DEC-205 ダブルニカースプラスミド(h)は、human 細胞株における LY75 座の高特異性編集のために設計された、対となる2つのプラスミドから構成される。各プラスミドは、Cas9 D10Aニカースと、LY75内の対向するDNA鎖を標的とする異なるsgRNAを発現する。対向するDNA鎖上の隣接する部位に誘導されると、2つのニカースはオフセットした一本鎖切断を生成し、これらが組み合わさってずれた二本鎖切断を生じさせる。これにより、両方のガイドによる協調的なオンターゲット活性が必要となる。生じたDNA切断は、細胞内の内在性修復経路、特に非相同末端結合(NHEJ)によって修復され、その結果、LY75の機能を阻害する挿入または欠失が生じる。標的座標における2つのsgRNAの結合を必要とするこの二重ニッキング法は、編集の特異性を高め、標的精度に対するさらなる制御が求められる用途において、CRISPR戦略を補完するものである。
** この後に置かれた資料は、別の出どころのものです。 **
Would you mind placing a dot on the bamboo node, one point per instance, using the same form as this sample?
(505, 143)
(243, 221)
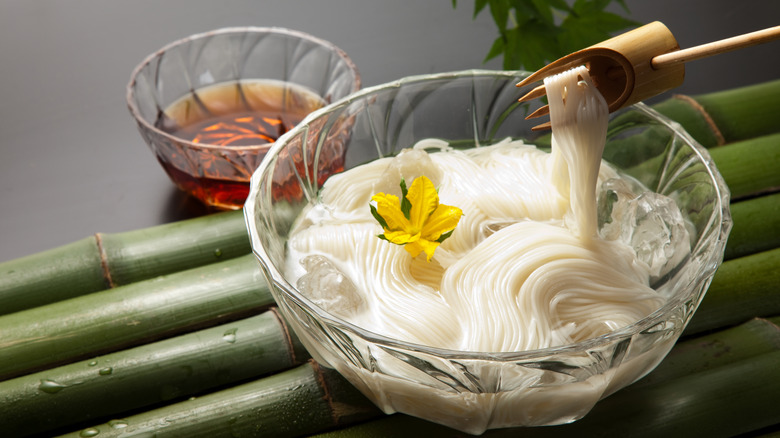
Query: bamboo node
(721, 140)
(104, 261)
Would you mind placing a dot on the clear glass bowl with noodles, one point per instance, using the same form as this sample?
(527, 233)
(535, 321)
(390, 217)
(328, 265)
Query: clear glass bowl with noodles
(475, 391)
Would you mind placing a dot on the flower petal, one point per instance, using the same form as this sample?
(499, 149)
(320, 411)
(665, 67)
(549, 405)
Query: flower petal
(389, 207)
(424, 199)
(422, 245)
(401, 237)
(444, 219)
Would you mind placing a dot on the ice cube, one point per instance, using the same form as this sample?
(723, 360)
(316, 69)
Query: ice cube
(650, 223)
(328, 287)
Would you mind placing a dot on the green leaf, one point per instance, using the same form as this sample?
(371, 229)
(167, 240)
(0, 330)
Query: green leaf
(499, 10)
(445, 236)
(406, 206)
(529, 37)
(479, 5)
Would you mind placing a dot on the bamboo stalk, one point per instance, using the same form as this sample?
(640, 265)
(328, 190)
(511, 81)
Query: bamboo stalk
(756, 226)
(107, 260)
(750, 167)
(164, 371)
(305, 400)
(724, 401)
(76, 269)
(119, 318)
(727, 116)
(722, 348)
(742, 288)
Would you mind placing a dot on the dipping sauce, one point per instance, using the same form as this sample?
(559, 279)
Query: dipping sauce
(241, 115)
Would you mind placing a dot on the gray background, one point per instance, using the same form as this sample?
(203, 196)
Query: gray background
(72, 162)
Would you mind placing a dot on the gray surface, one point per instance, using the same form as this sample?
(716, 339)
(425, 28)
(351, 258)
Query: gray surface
(72, 162)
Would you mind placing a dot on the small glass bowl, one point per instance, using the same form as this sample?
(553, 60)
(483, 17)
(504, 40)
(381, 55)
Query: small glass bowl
(219, 175)
(524, 388)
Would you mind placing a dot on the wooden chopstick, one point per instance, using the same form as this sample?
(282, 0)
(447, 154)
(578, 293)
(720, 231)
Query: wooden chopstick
(716, 47)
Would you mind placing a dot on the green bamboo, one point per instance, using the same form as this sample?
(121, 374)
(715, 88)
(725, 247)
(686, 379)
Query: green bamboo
(305, 400)
(130, 315)
(148, 375)
(722, 348)
(742, 288)
(756, 226)
(750, 167)
(724, 401)
(78, 268)
(739, 114)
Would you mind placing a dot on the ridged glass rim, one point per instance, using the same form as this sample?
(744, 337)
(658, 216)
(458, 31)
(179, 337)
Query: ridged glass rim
(721, 218)
(130, 93)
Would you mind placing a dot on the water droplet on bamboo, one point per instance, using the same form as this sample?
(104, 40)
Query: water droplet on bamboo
(230, 335)
(50, 386)
(117, 424)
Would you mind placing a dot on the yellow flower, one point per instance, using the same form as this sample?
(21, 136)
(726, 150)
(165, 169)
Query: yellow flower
(417, 221)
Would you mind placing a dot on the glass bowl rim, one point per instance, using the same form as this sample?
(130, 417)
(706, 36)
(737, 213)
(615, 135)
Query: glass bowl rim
(275, 277)
(130, 88)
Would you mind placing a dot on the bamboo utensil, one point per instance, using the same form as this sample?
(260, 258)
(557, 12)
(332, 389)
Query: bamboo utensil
(638, 64)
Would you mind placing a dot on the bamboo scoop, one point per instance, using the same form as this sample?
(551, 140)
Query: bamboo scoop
(637, 65)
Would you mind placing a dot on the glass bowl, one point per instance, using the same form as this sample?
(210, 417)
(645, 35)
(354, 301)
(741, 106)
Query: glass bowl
(193, 69)
(474, 391)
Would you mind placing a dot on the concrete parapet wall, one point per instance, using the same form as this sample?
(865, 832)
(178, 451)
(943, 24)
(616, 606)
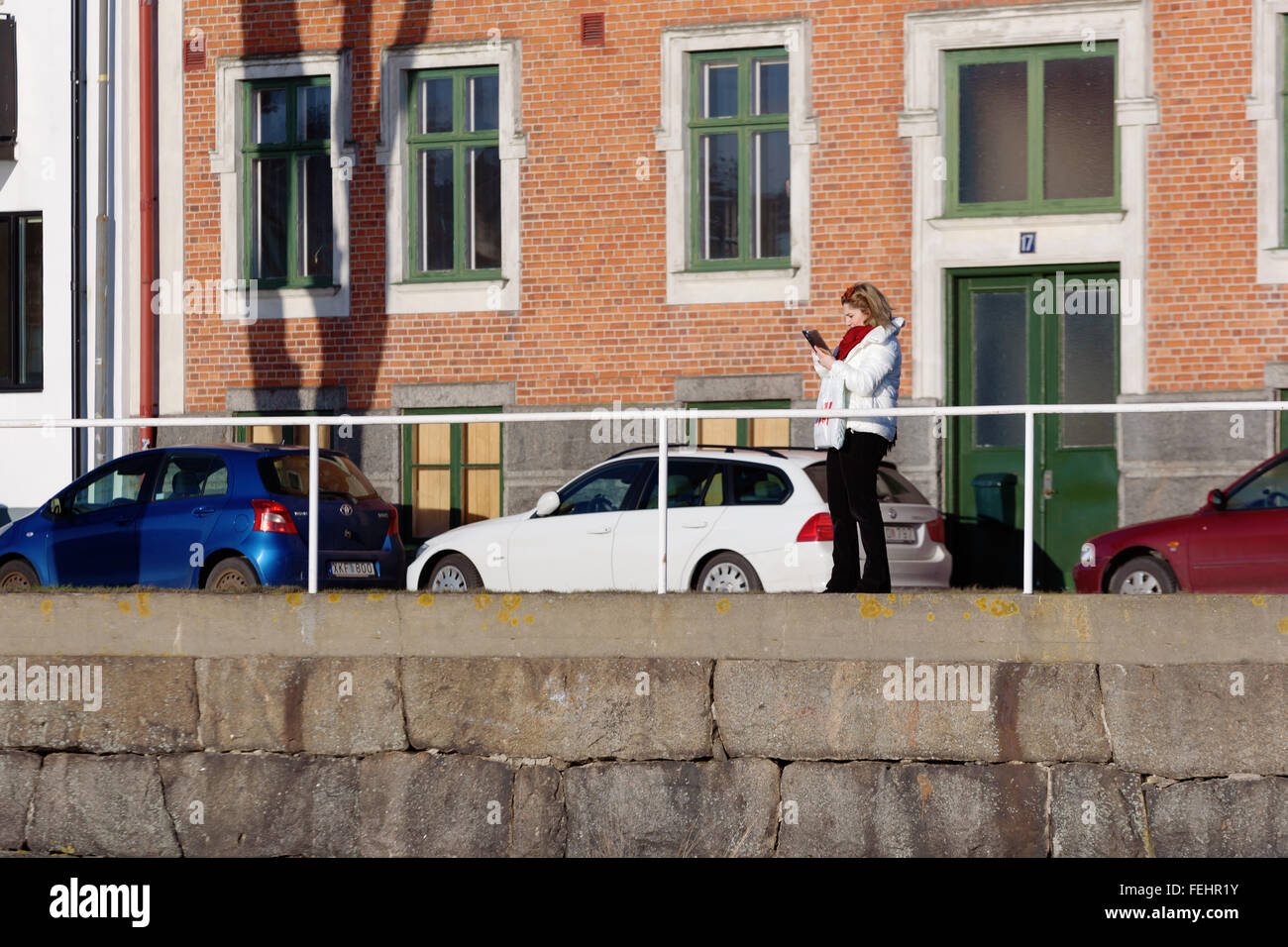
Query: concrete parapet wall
(898, 749)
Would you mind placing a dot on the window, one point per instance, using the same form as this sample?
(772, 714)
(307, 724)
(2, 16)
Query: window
(688, 483)
(117, 486)
(451, 472)
(737, 129)
(286, 154)
(288, 474)
(287, 436)
(739, 158)
(1031, 131)
(759, 484)
(21, 302)
(741, 432)
(451, 146)
(284, 158)
(191, 475)
(1267, 489)
(603, 491)
(455, 182)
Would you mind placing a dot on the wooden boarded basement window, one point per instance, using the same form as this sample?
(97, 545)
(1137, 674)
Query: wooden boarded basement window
(451, 472)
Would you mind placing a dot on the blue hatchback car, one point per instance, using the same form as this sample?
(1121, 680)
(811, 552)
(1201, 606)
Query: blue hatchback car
(222, 517)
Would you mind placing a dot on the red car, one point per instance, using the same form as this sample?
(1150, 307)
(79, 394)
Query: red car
(1236, 543)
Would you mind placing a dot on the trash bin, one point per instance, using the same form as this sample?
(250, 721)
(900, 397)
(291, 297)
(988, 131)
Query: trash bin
(995, 499)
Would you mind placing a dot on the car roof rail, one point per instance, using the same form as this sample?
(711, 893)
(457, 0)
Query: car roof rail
(648, 447)
(730, 449)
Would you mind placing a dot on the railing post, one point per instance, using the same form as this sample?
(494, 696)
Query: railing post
(313, 506)
(664, 428)
(1028, 501)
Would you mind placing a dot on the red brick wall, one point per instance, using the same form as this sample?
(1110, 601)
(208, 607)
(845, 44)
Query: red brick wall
(593, 324)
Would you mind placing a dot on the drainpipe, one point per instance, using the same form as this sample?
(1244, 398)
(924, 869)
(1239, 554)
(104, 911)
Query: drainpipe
(149, 228)
(102, 341)
(77, 257)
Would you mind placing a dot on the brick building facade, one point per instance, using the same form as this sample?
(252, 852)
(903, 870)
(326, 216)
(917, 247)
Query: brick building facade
(587, 237)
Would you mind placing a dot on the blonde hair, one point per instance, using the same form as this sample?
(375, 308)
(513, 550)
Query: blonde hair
(868, 299)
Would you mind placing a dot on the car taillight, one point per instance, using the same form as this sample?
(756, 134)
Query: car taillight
(818, 528)
(271, 517)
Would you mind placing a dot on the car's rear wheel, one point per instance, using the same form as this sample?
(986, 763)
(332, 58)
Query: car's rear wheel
(452, 574)
(728, 573)
(17, 577)
(232, 575)
(1141, 577)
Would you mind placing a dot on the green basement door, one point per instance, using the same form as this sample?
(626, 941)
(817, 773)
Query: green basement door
(1012, 342)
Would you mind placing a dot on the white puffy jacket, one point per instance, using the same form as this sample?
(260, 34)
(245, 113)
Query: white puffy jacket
(871, 373)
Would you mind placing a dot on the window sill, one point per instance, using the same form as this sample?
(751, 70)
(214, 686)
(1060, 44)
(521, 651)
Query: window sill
(287, 303)
(452, 295)
(1085, 219)
(787, 286)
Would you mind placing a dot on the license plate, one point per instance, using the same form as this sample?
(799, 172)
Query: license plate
(901, 534)
(352, 570)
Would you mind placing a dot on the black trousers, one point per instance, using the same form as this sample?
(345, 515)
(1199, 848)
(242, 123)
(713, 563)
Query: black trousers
(851, 499)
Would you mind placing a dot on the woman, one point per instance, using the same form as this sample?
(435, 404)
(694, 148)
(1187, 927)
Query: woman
(868, 360)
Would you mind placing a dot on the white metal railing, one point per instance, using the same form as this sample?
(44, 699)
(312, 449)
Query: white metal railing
(662, 418)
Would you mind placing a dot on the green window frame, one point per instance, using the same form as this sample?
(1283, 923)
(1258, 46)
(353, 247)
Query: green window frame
(1034, 58)
(747, 125)
(290, 433)
(743, 438)
(463, 142)
(22, 311)
(295, 149)
(456, 467)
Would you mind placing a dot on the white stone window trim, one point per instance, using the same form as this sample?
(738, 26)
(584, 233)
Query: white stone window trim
(1265, 110)
(226, 159)
(939, 244)
(790, 285)
(452, 295)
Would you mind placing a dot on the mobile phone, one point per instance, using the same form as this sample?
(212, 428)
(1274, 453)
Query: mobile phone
(812, 338)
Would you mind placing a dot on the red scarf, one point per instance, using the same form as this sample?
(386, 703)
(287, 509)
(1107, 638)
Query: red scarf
(851, 338)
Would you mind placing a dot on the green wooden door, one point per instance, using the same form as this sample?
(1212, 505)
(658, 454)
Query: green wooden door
(1042, 339)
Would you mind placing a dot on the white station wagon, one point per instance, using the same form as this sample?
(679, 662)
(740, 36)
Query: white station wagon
(738, 519)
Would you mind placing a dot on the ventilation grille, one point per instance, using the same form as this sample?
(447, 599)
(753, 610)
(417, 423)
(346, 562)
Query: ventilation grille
(592, 29)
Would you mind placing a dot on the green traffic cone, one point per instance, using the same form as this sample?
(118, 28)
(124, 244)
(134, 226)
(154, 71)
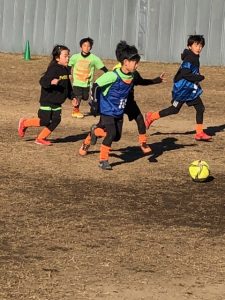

編集された細胞を効率的に同定するために、1つのプラスミドはトランスフェクトされた細胞集団を蛍光可視化するためのGFPをコードし、もう1つのプラスミドは抗生物質選別用のプロマイシン耐性遺伝子を保有しています。これらの機能により、共トランスフェクトされた細胞集団の効率的な濃縮が可能となり、LY75が破壊されたクローンの検証が簡素化されます。
研究用のみ。診断用または治療用ではありません。